The direct cash transfer scheme, already being hailed by the UPA government as the ‘game changer’, has drawn flak from experts working on social inclusion programmes, some of whom said initial experiments with the scheme had not been as successful as claimed.
According to National Advisory Council member Aruna Roy, the government did not take away any lessons from NREGA, which has shown that direct cash transfers cannot contain corruption.
Criticising the government’s move, Roy told Firstpost,“In fact, it allows the middle men to play havoc with people’s lives.”
“There is also the problem of delayed cash transfer from banks,” she said.
Roy said that while direct cash transfer may have worked in countries like Brazil, India presents different set of challenges.
“Every nation has its own set of socio-economic issues which need to be taken into account while designing a scheme of this scale. In this case, that seems to be missing,” said Roy.
Bharat Bhatti and Madhulika, field researchers with development economist Jean Dreze, carried out a study on the pilot project of the cash transfer scheme carried out in Kotkasim, a tehsil in Rajasthan’s Alwar district.
Kotkasim residents buy kerosene at market price and the subsidy that they are to receive is transferred directly to their bank accounts.
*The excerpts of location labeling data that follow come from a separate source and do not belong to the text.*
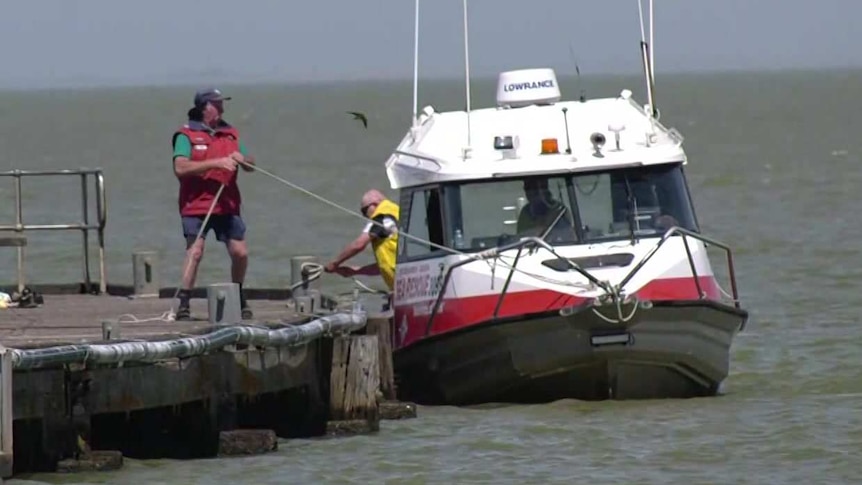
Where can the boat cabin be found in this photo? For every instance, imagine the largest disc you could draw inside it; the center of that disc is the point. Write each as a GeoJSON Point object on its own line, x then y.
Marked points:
{"type": "Point", "coordinates": [564, 209]}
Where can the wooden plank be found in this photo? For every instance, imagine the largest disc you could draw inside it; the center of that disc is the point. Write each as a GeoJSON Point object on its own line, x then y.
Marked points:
{"type": "Point", "coordinates": [6, 444]}
{"type": "Point", "coordinates": [65, 319]}
{"type": "Point", "coordinates": [382, 328]}
{"type": "Point", "coordinates": [355, 380]}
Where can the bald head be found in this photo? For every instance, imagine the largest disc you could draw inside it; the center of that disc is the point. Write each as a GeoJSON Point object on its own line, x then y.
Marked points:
{"type": "Point", "coordinates": [373, 196]}
{"type": "Point", "coordinates": [370, 201]}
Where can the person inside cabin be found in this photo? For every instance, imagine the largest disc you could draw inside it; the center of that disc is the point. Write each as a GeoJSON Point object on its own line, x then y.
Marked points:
{"type": "Point", "coordinates": [207, 152]}
{"type": "Point", "coordinates": [381, 232]}
{"type": "Point", "coordinates": [541, 210]}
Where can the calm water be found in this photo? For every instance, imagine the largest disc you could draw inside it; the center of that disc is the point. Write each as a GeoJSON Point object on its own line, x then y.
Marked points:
{"type": "Point", "coordinates": [774, 170]}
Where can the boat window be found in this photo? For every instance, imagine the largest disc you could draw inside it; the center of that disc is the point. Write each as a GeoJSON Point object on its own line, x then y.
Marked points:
{"type": "Point", "coordinates": [488, 214]}
{"type": "Point", "coordinates": [424, 220]}
{"type": "Point", "coordinates": [646, 200]}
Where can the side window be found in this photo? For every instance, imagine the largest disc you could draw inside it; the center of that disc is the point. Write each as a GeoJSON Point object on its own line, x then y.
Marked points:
{"type": "Point", "coordinates": [421, 217]}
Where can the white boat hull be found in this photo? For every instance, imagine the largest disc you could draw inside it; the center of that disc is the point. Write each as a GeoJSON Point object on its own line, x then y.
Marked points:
{"type": "Point", "coordinates": [672, 350]}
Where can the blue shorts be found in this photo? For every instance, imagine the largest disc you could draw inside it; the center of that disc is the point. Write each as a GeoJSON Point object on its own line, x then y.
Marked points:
{"type": "Point", "coordinates": [226, 227]}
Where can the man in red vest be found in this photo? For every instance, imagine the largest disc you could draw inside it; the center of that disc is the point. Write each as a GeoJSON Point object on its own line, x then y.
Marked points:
{"type": "Point", "coordinates": [207, 151]}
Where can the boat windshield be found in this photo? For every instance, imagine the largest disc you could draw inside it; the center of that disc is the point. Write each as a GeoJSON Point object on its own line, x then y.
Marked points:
{"type": "Point", "coordinates": [643, 201]}
{"type": "Point", "coordinates": [568, 209]}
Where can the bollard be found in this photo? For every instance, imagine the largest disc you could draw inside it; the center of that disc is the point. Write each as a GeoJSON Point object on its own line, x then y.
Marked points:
{"type": "Point", "coordinates": [297, 277]}
{"type": "Point", "coordinates": [145, 266]}
{"type": "Point", "coordinates": [110, 330]}
{"type": "Point", "coordinates": [224, 304]}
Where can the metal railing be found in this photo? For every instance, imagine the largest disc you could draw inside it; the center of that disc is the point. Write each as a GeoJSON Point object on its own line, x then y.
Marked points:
{"type": "Point", "coordinates": [614, 291]}
{"type": "Point", "coordinates": [685, 233]}
{"type": "Point", "coordinates": [84, 225]}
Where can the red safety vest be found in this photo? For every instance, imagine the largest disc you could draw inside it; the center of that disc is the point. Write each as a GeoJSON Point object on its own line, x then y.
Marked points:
{"type": "Point", "coordinates": [197, 191]}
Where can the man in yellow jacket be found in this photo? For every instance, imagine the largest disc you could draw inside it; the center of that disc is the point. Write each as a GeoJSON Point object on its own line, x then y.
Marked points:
{"type": "Point", "coordinates": [381, 232]}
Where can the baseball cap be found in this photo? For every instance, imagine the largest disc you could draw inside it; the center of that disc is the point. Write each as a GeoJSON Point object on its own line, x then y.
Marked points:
{"type": "Point", "coordinates": [206, 95]}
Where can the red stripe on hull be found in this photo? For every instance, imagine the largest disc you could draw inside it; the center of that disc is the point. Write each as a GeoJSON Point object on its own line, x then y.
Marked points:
{"type": "Point", "coordinates": [411, 321]}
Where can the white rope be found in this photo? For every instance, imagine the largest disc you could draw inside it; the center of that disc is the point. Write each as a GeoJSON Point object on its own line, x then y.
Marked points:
{"type": "Point", "coordinates": [476, 256]}
{"type": "Point", "coordinates": [170, 316]}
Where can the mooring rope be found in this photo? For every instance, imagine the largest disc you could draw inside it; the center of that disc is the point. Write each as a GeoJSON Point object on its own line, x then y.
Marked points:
{"type": "Point", "coordinates": [490, 257]}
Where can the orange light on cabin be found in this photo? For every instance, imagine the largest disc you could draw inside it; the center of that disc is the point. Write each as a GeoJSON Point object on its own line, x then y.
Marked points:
{"type": "Point", "coordinates": [549, 145]}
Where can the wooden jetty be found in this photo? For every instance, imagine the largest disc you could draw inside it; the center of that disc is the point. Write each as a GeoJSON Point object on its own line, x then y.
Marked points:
{"type": "Point", "coordinates": [99, 371]}
{"type": "Point", "coordinates": [87, 379]}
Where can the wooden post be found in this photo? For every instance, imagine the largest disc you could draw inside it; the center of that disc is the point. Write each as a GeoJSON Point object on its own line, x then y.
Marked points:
{"type": "Point", "coordinates": [381, 327]}
{"type": "Point", "coordinates": [354, 383]}
{"type": "Point", "coordinates": [6, 416]}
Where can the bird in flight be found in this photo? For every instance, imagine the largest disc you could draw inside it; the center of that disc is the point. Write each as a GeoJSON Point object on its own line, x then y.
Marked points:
{"type": "Point", "coordinates": [359, 116]}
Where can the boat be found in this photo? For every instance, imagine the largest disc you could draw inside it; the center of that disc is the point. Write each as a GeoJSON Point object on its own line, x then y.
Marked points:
{"type": "Point", "coordinates": [549, 249]}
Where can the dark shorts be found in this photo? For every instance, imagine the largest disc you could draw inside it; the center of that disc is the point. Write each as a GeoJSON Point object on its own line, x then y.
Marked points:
{"type": "Point", "coordinates": [226, 227]}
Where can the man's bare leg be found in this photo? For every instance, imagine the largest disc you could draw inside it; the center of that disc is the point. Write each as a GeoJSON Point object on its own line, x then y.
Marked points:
{"type": "Point", "coordinates": [194, 254]}
{"type": "Point", "coordinates": [238, 251]}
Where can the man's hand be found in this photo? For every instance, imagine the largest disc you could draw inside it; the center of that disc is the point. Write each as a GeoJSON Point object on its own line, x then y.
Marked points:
{"type": "Point", "coordinates": [247, 166]}
{"type": "Point", "coordinates": [345, 271]}
{"type": "Point", "coordinates": [226, 163]}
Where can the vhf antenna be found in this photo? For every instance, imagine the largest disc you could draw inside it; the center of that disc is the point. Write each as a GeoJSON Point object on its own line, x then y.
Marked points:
{"type": "Point", "coordinates": [583, 97]}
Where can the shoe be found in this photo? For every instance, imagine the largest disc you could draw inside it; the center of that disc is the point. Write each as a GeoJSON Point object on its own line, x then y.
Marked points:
{"type": "Point", "coordinates": [183, 313]}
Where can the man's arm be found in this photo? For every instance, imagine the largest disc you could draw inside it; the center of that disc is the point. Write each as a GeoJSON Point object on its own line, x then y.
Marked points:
{"type": "Point", "coordinates": [248, 159]}
{"type": "Point", "coordinates": [352, 249]}
{"type": "Point", "coordinates": [183, 166]}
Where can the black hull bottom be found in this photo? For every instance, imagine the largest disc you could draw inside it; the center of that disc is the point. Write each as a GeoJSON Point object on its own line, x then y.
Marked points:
{"type": "Point", "coordinates": [672, 350]}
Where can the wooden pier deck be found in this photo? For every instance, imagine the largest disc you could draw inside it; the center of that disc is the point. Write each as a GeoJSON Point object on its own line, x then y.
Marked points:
{"type": "Point", "coordinates": [75, 318]}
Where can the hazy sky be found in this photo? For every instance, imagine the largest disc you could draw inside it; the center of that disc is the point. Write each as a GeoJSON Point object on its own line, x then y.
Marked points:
{"type": "Point", "coordinates": [69, 42]}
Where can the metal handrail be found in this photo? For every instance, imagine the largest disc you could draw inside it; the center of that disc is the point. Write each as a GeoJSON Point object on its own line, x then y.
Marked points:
{"type": "Point", "coordinates": [493, 253]}
{"type": "Point", "coordinates": [84, 226]}
{"type": "Point", "coordinates": [535, 241]}
{"type": "Point", "coordinates": [707, 240]}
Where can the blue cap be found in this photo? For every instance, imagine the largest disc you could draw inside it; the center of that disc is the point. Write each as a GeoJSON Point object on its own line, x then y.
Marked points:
{"type": "Point", "coordinates": [204, 96]}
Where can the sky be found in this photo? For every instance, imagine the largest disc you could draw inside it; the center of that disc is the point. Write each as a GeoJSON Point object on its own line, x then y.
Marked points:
{"type": "Point", "coordinates": [57, 43]}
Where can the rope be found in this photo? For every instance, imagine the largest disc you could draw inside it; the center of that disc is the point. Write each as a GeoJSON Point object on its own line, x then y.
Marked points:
{"type": "Point", "coordinates": [476, 256]}
{"type": "Point", "coordinates": [170, 316]}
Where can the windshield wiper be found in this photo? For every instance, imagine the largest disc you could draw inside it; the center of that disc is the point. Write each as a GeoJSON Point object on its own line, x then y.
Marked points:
{"type": "Point", "coordinates": [547, 229]}
{"type": "Point", "coordinates": [631, 201]}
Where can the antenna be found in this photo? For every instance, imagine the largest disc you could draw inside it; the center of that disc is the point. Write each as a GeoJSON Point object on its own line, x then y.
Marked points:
{"type": "Point", "coordinates": [467, 75]}
{"type": "Point", "coordinates": [416, 65]}
{"type": "Point", "coordinates": [577, 72]}
{"type": "Point", "coordinates": [651, 43]}
{"type": "Point", "coordinates": [646, 56]}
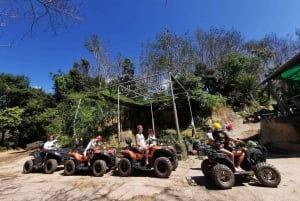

To begin with, an advance subsidy for three months is paid followed by subsequent subsidies for every three months depending on the household’s kerosene requirement.
However, for many beneficiaries, the amount spent traveling to banks exceeded the amount they would collect from as subsidy, noted the study. The payment of subsidies was also found to be very erratic and untimely.
The dealers in Kotkasim were also reportedly forced to buy kerosene at a loss, to show that the scheme was a success.
The report concluded, “If the purpose of the experiment was just to reduce the amount of subsidy (if need be by driving the beneficiaries out of the system) then yes, it was a success. But if the purpose was to put in place a more effective and equitable system, then it certainly cannot be considered a success.”
Reetika Khera, assistant professor at the Department of Humanities and Social Sciences, IIT, Delhi, said that connecting cash transfers with UID meant there were bound to be issues.
“There will be a range of teething troubles and overcoming them is not an easy task considering the scale of the project. For example, the limited coverage of our network of banks and the confined coverage of UID,” she said.
The social milieu of the country poses another hurdle when it comes to schemes like cash transfer in bank accounts. They are sold as programs which empower the society, which, according to sociologist Shiv Visvanathan is a flawed notion.
“To empower people, you have to supplement money with information and community building. Information or direction, on how to utilise money and a community, to give them a sense of collective unit,” he said.